The Real Estate Syndicate Boom Explained

By: Jimmy Cox

The real estate syndicate is a pooling of resources of many investors to buy a building or long-term lease-hold. When you buy an interest or participation in a real estate syndicate, you buy a part of a building or the lease-hold.

The real estate syndicate with large public participation is about 10 years old. It sure is big business now. Forbes Magazine estimate that in 1958-1959 3 billion dollars worth of public participations in syndicates were sold.

There must be good reasons for this success and there are. Investors are promised and get substantial returns such as 10 percent, 12 percent or more per year, part of it tax sheltered. Good syndications offer a reasonable degree of security. Many investors have been rewarded with substantial income and even growth of their equity. But others have lost money.

Are you going to invest in a syndicate that will continue to make payments in 10 or 15 years from now and perhaps increase its payments? Or are you going to invest in a loser? The answer is simple: know what you buy. Our problem then is to get the facts on which to make a decision. Where and how do you get that information?

How to get information

First make sure you have the full brochure or prospectus, not just the "Sales letter". Most real estate syndicators are honest and want to give you all the pertinent facts in their brochure. Many syndicators are members of the Association of Real Estate Syndicators, Inc., whose code of ethics requires full disclosure of all material facts. Furthermore, most state laws require full disclosure of all important facts. If the offering is in "interstate commerce", that is if the offering is made in several states, the prospectus must conform to the disclosure provisions of the Securities and Exchange Commission.

The Syndicator and You

You will receive a booklet (the brochure or prospectus) crammed full with information concerning the propery, its tenants, location, the projected distributions, leases, mortgages, refinancing, distribution of proceeds of sale, repurchase agreement, tax treatment, opinion from attorneys and accountants, lease-backs and summary of purchase contact. Before you get this, someone must have done some work to get the project so far under way. Someone did.

The promoter of the syndicate - we shall refer to him as the syndicator - has probably put a great deal of time and effort and also money into the syndicate. In today's market, he had to look at many properties to find one that promises to yield a sufficient return with a reasonable degree of safety to make it suitable for syndication. Then he had to deposit money when he signed the purchase contract.

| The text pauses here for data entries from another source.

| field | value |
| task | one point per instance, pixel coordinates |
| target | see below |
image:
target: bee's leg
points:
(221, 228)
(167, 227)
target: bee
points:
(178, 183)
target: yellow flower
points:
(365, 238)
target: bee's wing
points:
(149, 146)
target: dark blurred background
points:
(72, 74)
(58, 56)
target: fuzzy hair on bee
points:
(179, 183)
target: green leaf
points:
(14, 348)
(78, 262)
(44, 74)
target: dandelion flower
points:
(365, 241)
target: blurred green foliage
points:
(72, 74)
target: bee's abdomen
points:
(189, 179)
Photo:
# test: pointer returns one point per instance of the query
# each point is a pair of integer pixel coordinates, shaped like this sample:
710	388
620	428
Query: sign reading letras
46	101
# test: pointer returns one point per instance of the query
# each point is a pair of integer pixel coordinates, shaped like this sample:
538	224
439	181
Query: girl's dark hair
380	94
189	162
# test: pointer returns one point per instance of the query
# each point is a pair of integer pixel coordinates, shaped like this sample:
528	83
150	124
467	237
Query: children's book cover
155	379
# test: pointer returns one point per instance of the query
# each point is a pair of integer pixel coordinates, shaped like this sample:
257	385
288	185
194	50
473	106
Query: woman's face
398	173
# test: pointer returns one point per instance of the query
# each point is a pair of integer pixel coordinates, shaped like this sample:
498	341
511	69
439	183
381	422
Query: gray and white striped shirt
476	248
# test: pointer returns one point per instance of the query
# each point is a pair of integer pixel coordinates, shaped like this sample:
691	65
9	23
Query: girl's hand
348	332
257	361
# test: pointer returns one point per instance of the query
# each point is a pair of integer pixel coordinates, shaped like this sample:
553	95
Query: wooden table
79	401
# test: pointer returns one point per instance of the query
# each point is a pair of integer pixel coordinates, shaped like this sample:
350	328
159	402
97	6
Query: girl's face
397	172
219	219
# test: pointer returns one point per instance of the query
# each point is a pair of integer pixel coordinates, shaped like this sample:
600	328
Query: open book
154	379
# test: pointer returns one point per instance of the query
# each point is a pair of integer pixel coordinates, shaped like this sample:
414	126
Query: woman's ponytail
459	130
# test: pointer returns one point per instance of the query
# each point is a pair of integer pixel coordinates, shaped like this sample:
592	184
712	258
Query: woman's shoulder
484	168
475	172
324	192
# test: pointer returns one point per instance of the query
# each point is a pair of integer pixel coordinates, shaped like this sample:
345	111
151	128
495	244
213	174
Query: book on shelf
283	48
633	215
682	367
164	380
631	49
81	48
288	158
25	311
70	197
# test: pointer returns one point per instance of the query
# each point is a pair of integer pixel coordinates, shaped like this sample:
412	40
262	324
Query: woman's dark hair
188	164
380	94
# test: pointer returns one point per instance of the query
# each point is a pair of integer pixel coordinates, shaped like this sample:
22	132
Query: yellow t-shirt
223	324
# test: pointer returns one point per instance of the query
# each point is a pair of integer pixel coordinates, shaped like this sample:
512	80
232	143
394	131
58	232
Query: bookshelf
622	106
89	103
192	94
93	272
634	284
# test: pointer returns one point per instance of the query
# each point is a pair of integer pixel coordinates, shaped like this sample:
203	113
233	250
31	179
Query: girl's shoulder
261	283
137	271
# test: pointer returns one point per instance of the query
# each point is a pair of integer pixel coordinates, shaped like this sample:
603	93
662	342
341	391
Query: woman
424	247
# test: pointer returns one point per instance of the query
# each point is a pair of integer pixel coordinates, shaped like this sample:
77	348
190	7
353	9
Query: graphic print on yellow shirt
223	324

Next he conferred with attorneys, accountants, and probably obtained rulings from the director of Internal Revenue. Then he had to lay out more money for printing and other promotion expenses. All this is a full time job. But he still does not know whether the syndicate comes off the ground. Perhaps you, the investor, and others like you don't like this deal. If that is the case, the deal falls through and the syndicator has wasted a great deal of time, lost his deposit and also his other expenses.

As you can see, the syndicator has a man-size job. Very often he incurs substantial risks. For his work, his imagination, the risk which he takes, the syndicator is entitled to make a profit on the deal. You may be sure he has counted himself in, even if it is not obvious on first reading of the brochure.

If you begrudge the syndicator a reasonable profit, you better stay out of the syndicate. But even if you agree that the syndicator is entitled to a reasonable profit, you should know what he makes and how he makes it. You determine for yourself whether it is reasonable (by comparing it with other deals).

Investigate the process thoroughly and you might find this is an investment for you.